The hyperloop concept and its commercial possibilities had an early backer in Elon Musk. And with such an ardent and persuasive backer on board, the technology and its many parts have been making progress. There are other players trying to come up with their versons of the hyperloop, notably HTT.
Proof of concept:
Showing off the pods is one thing... getting active on the ground is another. This is where VHO says it has been making significant progress in recent months. In India, late next year, it will start work on a 12-kilometre stretch between Mumbai and Pune as part of the Phase 1 rollout. “It will be the first time we are bringing the technology outside of the US; the intention is to set it up, certify it and get it approved by the regulators in that jurisdiction,” the official added. “We have not signed anything officially as yet - but the Mumbai project will be a marker. “In the UAE or Saudi Arabia, it’s always possible that the authorities could take decisions to kick off such a project. Their track record is that when a decision is made, it moves quickly.”
Get the backing:
This is where having a DP World on board will be of immense help. “They have a view that our technology can disrupt the cargo and logistics models of the future,” said Dhaliwal. “Where someone can place an order online and not expect something to arrive in weeks, but in hours. That will change the business of logistics and freight massively.” Also, Dubai’s RTA (Roads and Transport Authority) “sits on our International Standards Working Group and they have been assessing our technology from where it was two years ago,” said Dhaliwal. “On our part, we need to understand how to fit into the overall vision of governments and city planners before signing deals. We are not rushing into this.

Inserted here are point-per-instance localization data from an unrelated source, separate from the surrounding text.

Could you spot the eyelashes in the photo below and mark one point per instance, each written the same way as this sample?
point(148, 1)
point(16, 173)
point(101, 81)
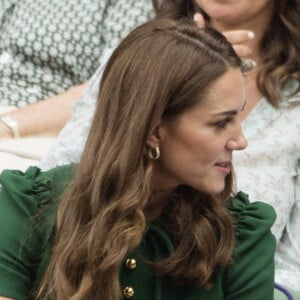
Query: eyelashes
point(223, 123)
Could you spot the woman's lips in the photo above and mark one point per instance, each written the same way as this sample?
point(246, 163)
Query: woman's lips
point(224, 167)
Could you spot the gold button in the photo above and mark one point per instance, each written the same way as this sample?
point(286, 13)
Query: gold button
point(130, 263)
point(128, 292)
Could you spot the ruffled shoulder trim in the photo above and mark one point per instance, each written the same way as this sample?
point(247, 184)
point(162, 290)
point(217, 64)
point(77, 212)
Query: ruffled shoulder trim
point(35, 186)
point(250, 217)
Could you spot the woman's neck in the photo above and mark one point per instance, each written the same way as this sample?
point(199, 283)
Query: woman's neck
point(258, 26)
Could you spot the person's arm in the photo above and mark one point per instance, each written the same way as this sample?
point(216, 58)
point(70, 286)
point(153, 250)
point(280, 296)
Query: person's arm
point(251, 274)
point(27, 218)
point(45, 117)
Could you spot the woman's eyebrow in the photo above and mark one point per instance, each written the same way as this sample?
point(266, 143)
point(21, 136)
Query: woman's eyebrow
point(231, 112)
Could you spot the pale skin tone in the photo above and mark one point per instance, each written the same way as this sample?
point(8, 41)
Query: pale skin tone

“We are working with governments, including in the US, to continue to develop hyperloop into reality. These mass transportation projects take planning and can’t be done overnight. Whether it’s a airport or a highway, a considerable amount of time is spent upfront on planning. What we offer is no different, and governments will need time to understand it, bring in regulations, etc.
“But hyperloop has a place in countries that don’t have the burden of legacy technology or legacy infrastructure for mass transportation needs. The Middle East is a classic example. Should these governments be spending more on legacy technology that’s been there for 50 years or more? Or should they invest in new transport systems that take them into the future?” It’s a question VHO will keep asking of potential clients. The answer will decide the future of hyperloop.
In the US, Virgin Hyperloop One is currently issuing a request for proposal to states, regional or local governments and private organizations to create a “Hyperloop Certification Center”. It is said to have received 19 such interests, including those from West Virginia and Georgia. In India, the Maharashtra government approved the Virgin Hyperloop One-led consortium’s plans to develop a high-speed line between Mumbai and Pune.